Sabemos que, durante muito tempo,
leitores e críticos mais exigentes faziam sérias restrições a esta fôrma
literária. Mas, deste algum tempo, a necessidade de reencontrar o prazer do
texto, reclamado por Roland Barthes, fez com que os leitores cultos passassem a
se interessar pela novela policial.
O golpe de misericórdia no
preconceito contra a cultura de massa veio das mãos de Umberto Eco. Esse autor,
que nos seus eruditos estudos críticos tomava como objeto kitshen como filmes e novelas policiais, aventuras de Superman
etc., chegou a forjar a dicotomia apocalípticos
e integrados, título de um dos seus
livros de ensaios, para analisar a resistência dos intelectuais a uma
inevitável realidade do mundo contemporâneo: a contaminação da cultura erudita
pela cultura de massa.
Depois de examinar este fenômeno,
Eco deu ao mundo um exemplo prático notável das suas formulações teóricas: o
livro O nome da rosa. Situado no
século treze e envolvendo a mais intrincada erudição, o livro se sustenta na
fôrma do romance policial. Tornou-se logo um best seller e fez com que o nome do filósofo e crítico Umberto Eco
transpusesse os limites das escolas de letras, onde tinha seu público cativo.

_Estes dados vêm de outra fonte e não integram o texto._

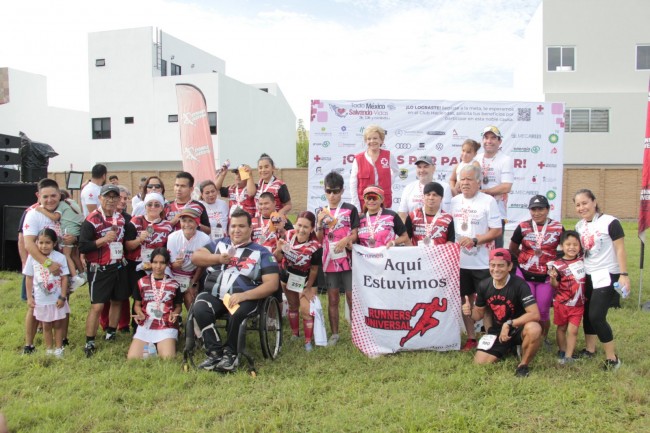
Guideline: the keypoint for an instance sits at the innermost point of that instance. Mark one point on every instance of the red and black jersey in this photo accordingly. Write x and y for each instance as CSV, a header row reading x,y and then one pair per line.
x,y
157,236
420,225
172,208
94,227
298,258
158,301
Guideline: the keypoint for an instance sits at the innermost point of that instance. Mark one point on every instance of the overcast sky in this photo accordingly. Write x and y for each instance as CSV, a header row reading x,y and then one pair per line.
x,y
313,49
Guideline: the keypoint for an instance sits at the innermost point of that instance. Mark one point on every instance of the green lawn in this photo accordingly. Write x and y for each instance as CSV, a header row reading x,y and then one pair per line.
x,y
329,390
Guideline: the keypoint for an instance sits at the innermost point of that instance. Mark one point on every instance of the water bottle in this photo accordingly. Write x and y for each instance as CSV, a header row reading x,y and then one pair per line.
x,y
622,290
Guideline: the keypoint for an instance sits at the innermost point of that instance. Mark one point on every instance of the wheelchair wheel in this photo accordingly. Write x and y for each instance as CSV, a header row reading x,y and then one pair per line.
x,y
271,328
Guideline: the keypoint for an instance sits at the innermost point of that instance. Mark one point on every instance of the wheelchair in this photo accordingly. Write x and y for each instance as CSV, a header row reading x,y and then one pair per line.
x,y
266,319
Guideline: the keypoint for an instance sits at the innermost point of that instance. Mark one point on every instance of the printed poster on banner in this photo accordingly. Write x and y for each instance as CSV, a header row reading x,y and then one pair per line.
x,y
533,136
406,298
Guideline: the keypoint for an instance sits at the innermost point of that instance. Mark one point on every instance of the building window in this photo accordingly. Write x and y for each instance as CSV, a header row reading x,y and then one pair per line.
x,y
586,120
561,59
212,118
101,128
642,57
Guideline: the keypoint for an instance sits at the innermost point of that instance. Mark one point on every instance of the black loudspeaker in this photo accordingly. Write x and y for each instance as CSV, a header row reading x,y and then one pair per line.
x,y
9,142
9,158
9,175
14,198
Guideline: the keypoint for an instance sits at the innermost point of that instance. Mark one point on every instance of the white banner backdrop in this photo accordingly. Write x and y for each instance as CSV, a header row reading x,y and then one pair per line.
x,y
533,134
406,298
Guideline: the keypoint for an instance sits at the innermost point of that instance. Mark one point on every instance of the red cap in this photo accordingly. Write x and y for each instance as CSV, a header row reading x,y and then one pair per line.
x,y
500,254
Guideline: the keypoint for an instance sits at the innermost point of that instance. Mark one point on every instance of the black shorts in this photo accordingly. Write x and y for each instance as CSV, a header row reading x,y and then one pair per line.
x,y
108,285
499,349
470,279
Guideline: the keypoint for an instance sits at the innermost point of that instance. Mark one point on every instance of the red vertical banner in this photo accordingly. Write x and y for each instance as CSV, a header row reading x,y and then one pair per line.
x,y
196,141
644,208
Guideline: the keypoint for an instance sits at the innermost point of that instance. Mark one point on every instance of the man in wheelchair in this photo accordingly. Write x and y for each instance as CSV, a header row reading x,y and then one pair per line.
x,y
239,273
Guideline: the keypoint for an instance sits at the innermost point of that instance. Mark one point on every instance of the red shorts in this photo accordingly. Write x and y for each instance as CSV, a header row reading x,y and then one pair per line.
x,y
563,314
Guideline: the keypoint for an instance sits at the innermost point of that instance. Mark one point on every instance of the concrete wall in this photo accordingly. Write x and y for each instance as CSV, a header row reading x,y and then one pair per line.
x,y
617,189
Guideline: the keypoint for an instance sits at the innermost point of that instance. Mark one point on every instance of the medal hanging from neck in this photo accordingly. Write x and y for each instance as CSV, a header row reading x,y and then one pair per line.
x,y
372,228
539,237
428,228
158,292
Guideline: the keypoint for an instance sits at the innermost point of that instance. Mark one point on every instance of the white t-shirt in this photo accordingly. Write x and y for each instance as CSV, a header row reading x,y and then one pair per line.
x,y
413,198
46,287
475,216
177,245
598,245
218,216
90,195
497,170
36,221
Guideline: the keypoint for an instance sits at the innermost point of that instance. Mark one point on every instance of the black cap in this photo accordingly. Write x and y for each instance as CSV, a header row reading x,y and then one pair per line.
x,y
538,201
435,187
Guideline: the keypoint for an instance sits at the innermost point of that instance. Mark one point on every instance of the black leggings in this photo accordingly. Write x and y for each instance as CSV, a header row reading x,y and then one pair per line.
x,y
597,304
206,309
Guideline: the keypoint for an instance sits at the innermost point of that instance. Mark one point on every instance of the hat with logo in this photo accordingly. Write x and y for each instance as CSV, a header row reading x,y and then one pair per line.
x,y
500,253
109,187
433,187
493,129
538,201
192,213
374,189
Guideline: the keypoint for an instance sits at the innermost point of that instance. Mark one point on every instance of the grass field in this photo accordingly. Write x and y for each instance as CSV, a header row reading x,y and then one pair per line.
x,y
333,389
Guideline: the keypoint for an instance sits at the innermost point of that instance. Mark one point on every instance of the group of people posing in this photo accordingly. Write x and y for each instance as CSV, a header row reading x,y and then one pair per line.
x,y
223,257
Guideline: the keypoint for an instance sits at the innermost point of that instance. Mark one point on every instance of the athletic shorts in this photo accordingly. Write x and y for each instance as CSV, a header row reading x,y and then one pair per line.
x,y
470,279
108,285
501,350
563,314
339,280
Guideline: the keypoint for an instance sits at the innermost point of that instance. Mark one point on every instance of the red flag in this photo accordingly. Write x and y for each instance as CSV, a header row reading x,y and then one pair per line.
x,y
196,141
644,208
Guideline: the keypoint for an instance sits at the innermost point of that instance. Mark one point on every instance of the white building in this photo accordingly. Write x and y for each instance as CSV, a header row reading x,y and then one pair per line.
x,y
132,77
597,61
24,107
132,124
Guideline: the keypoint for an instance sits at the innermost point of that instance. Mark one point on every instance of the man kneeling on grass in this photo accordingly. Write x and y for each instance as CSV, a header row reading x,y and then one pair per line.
x,y
515,312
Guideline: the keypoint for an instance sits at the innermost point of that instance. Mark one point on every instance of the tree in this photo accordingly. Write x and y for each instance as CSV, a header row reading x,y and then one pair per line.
x,y
302,145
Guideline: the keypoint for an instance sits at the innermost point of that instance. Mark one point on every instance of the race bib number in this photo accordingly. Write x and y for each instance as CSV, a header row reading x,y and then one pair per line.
x,y
296,283
487,341
183,281
145,255
117,250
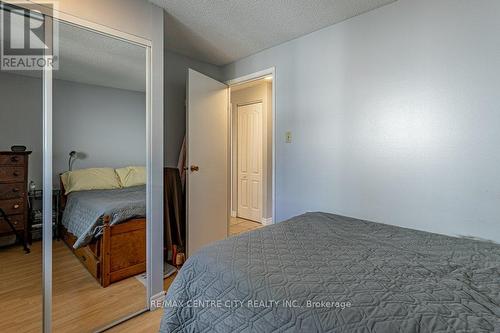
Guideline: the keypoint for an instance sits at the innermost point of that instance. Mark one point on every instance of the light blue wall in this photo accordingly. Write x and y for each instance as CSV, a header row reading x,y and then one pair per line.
x,y
394,116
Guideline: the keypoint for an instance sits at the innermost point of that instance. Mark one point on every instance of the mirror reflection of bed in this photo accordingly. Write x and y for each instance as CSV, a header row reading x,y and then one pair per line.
x,y
99,159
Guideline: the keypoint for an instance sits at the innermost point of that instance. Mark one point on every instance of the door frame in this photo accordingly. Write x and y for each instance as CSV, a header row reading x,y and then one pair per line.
x,y
154,143
269,72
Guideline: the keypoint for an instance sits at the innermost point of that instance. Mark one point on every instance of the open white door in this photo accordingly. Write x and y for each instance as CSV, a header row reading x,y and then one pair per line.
x,y
207,161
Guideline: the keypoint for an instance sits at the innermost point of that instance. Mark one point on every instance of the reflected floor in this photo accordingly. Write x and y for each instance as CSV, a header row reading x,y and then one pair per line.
x,y
80,304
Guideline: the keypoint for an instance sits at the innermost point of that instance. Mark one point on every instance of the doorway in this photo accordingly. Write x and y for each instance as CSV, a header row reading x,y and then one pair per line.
x,y
212,156
251,155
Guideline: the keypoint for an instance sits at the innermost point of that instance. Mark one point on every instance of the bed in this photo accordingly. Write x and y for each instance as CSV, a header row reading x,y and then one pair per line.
x,y
106,230
320,272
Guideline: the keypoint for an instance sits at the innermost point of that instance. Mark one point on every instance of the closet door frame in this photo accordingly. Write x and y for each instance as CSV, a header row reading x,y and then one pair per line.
x,y
154,143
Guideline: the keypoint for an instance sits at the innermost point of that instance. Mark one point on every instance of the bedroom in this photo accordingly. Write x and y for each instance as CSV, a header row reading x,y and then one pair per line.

É, portanto, confortavelmente amparado
por estes fatos que Lourenço Mueller publica seu livro de estréia. Embora
vagamente classificado, na ficha catalográfica, como “romance-ficção”, trata-se
de uma pequena e ágil novela policial. Apesar de ser um livro de um iniciante,
o leitor está diante de um escritor que sabe urdir uma trama e contá-la de modo
adequado.
Na sua brevidade, a
narrativa mantém a curiosidade de quem lê: comecei a folhear o livro ao
anoitecer e só parei ao chegar à última página, na hora de dormir. Este dado,
aparentemente de exclusivo interesse pessoal, deve ser mantido num comentário impessoal,
porque serve para exemplificar a postura de um leitor diante das mil e uma
janelas abertas por Lourenço Mueller.
As mil primeiras janelas são as da
cidade-ficção da sua história. Uma janela a mais é aberta pelo seu engenho de
contador de histórias: aquela que liga às mil janelas dominadas pelo personagem
com a janela da curiosidade mantida viva pelo fruidor do livro.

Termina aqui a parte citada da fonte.